Ok, so all of a sudden I can't import photos, it gives me the message "The following files could not be imported because they could not be read" 

My files are in .NEF format. I have had NO problems importing. As far as I know I haven't changed anything! I went to the help center and in their description under importing I see this: 

[h=4]File format exceptions[/h]Lightroom does not support the following types of files: 32-bit images; PNG; Adobe Illustrator®; Nikon scanner NEF; files with dimensions greater than 65,000 pixels per side or larger than 512 megapixels


I have tried both of my cards, it does it on both.

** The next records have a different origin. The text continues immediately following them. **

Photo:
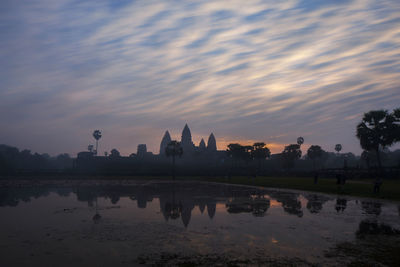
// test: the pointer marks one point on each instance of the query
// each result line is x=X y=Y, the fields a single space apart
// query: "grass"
x=390 y=189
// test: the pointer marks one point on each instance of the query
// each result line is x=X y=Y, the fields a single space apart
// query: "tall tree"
x=377 y=130
x=300 y=140
x=173 y=149
x=97 y=136
x=114 y=153
x=290 y=154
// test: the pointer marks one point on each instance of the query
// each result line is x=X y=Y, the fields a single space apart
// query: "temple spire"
x=164 y=142
x=212 y=143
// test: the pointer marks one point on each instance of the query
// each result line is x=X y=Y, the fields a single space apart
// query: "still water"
x=129 y=223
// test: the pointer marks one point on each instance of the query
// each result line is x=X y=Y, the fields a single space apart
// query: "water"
x=104 y=223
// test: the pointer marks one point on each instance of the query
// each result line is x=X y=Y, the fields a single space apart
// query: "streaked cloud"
x=245 y=71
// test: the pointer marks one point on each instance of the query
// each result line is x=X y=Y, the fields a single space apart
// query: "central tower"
x=186 y=140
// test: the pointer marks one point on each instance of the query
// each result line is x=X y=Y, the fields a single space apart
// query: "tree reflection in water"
x=315 y=202
x=257 y=205
x=178 y=200
x=341 y=204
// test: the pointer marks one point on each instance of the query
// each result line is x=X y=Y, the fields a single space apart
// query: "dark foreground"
x=125 y=223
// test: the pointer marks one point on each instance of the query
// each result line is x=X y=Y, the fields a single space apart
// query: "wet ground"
x=125 y=223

Also, I JUST imported some of the files off of these cards a week ago, but didn't import all of them. Went to import the rest tonight and this is what I get.
I don't get it because it has always read these files.




WTH??? is Nikon Scanner NEF different than just NEF?


----------



## SurfCityJohn (Nov 28, 2011)

Yes.  Nikon scanner NEF is different from Nikon Camera RAW NEF.  Why Nikon chose to call them both NEF is beyond me.

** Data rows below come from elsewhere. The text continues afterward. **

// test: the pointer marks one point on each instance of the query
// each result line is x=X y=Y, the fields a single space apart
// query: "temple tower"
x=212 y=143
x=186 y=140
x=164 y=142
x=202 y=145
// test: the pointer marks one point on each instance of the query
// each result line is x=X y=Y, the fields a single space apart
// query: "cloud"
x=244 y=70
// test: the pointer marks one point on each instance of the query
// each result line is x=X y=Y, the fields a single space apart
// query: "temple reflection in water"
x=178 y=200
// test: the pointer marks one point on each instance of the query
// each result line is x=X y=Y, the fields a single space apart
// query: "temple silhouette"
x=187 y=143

When you import, are you just creating a link to where they are currently located or having LR3 move them to some other location?  If you are moving them, is the destination storage full?


----------



## SurfCityJohn (Nov 28, 2011)

Oh, just asked a friend.  He mentioned purging your cache.  Preferences > File Handling > Camera Raw Cache settings > Purge Cache

See if that works.


----------



## mc1979 (Nov 28, 2011)

No, I'm not moving them.. I just hit import and it have never had a problem. When I click Import, it brings up all the photos that are on my card like usual, I can see them. But when I select and hit import I am now getting this message. So if it were my cards or card reader I don't see how it would even show them at all. 

I did what your friend suggested. When i hit clear cache, no other box comes up, and I can't tell if it is actually clearing the cache. .But it didn't help


----------



## mc1979 (Nov 28, 2011)

I have also just installed the updates seeing if that helped and it has not.


----------



## mc1979 (Nov 28, 2011)

Ok, I think I may have figured out the problem! I was looking to where I was importing to other than LR, and it was just under USERS. I don't know if I changed that somehow, but I changed it to the link that has user/ and my name.. and when I hit import it worked! Switched it back to just plain users, and it didn't work.


----------



## SurfCityJohn (Nov 28, 2011)

Nice!  Glad you got it all worked out!!!


----------